As the founder of two non-profit research organizations, the Worldwatch Institute and the Earth Policy Institute, and the recipient of a MacArthur genius grant for his work on sustainable development, Brown is an unlikely champion of capitalism. But he predicts a half-century’s worth of change is possible in the next decade as corporate America and billionaire investors move into profit-making new-energy ventures.
He cites Wal-Mart’s decision last year to move toward solar energy—not to save the planet, but to save money. “It’s a business decision,” Wal-Mart CEO Bill Simon said in May 2014. “The renewable energy we buy meets or beats prices from the grid.”
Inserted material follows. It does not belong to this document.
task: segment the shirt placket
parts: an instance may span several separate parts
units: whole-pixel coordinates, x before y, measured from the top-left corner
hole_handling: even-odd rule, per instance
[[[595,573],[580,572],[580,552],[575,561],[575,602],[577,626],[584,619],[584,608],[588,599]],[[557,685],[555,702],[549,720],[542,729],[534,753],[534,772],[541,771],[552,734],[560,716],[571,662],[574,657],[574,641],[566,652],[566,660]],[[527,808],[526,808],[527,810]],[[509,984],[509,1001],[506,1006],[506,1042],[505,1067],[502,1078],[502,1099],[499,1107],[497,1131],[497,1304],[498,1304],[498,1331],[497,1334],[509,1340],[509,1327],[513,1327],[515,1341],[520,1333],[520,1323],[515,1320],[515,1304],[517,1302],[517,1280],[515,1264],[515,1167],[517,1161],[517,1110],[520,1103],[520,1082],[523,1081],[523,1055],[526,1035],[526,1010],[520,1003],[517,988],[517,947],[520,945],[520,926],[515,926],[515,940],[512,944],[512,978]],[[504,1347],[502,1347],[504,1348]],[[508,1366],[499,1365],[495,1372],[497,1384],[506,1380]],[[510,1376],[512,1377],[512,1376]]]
The beauty of this quiet revolution is that it’s more than the usual suspects. Billionaires Michael Bloomberg and Warren Buffett are on the frontlines, investing in new sources of energy, but so is conservative oilman Philip Anschutz, owner of the conservative outlets The Weekly Standard and The Washington Examiner, who a year ago invested $15 billion to build a 3,000 megawatt wind farm in Wyoming. “Anschutz has jumped into this with all four feet, he’s pulling out all the stops,” says Brown. “He sees Wyoming as a huge gold mine, and he’s building a transmission line to California. Wyoming has 600,000 people; California has 28 million.” Do the math, he says.